Clams from Oz traced to fossils in Kutch 

Clams from Oz traced to fossils in Kutch 

Pune: In a remarkable feat, two Pune-based palaeontologists have traced the ancestry of an Indo-Pacific Clam Genus ‘Dosinisca’ to Kutch. The fossils found by them date back to the Miocene epoch and are around 2 crore years old. 

Earlier, similar fossils of the clam genus from the Pleistocene epoch that are around 25 lakh years old were found near Japan, thus making the ones found in Kutch possibly the oldest ones. 

Dr Vidyadhar Borkar, a visiting faculty at the postgraduate section of the Department of Geology in the Fergusson College, and Dr Kantimati Kulkarni, a senior scientist of the Agharkar Research Institute, have been studying molluscan fossils from the Miocene Epoch occurring in Kutch for the past 20 years. 

“We found fossils of Dosinisca from the sedimentary rocks, which were formed 2 crore years ago in the Abdassa taluka of Kutch. Interestingly, the fossil molluscs occurring in the sedimentary rocks of Sindh and Balochistan provinces of Pakistan formed some 53 lakh years ago, were studied by noted palaeontologist Ernest Vredenburg. He had published the findings of his study some 90 years ago,” Borkar said. 

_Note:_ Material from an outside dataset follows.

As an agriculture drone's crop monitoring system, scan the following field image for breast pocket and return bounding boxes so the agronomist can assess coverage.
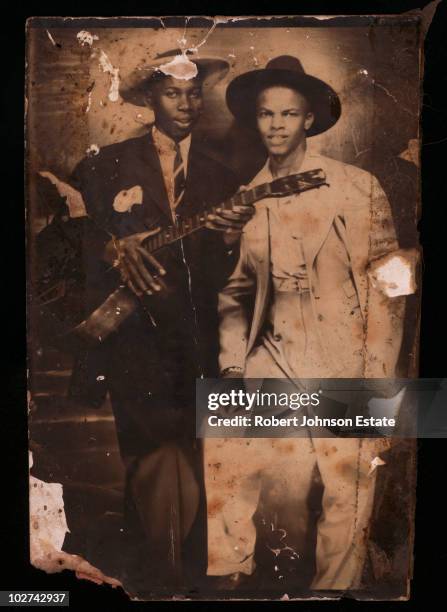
[342,278,360,311]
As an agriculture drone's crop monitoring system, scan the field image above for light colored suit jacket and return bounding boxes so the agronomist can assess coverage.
[219,151,405,378]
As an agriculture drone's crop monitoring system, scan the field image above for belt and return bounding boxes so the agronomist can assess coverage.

While the fossils found by Vredenburg were classified under another name, on observing the specimens at the repository in Kolkata, Borkar said that they found those to be part of the same family. 

Clams belonging to the genus Dosinisca today thrive in the marine waters around New Zealand, Australia and Japan, included in the Indopacific region. 

Borkar explained, “During the early part of the Miocene Epoch, vast expanses in Kathiawar, Kutch and Sindh were submerged. Certain marine animals of the biota, which flourished in this temporary epicontinental sea, had migrated up to the northwest of Australia at that time through the East Indies and the Timor Island.” 

At about the same time the last phase of the uplifting of the Himalayas was completed. Thousands of tonnes of sediment was uplifted and transformed into the loftiest folded mountain range. 

“The habitat of the biota, which existed there, started shrinking. The very existence of hundreds of genera, which merrily thrived there, was thus in jeopardy. Migrating to the north was also not possible for them as there was a barrier in the form of Himalayas,” Borkar stated. 

Kulkarni said that she would hope to find more fossils of the same Genus in East Indies too, where it might have migrated.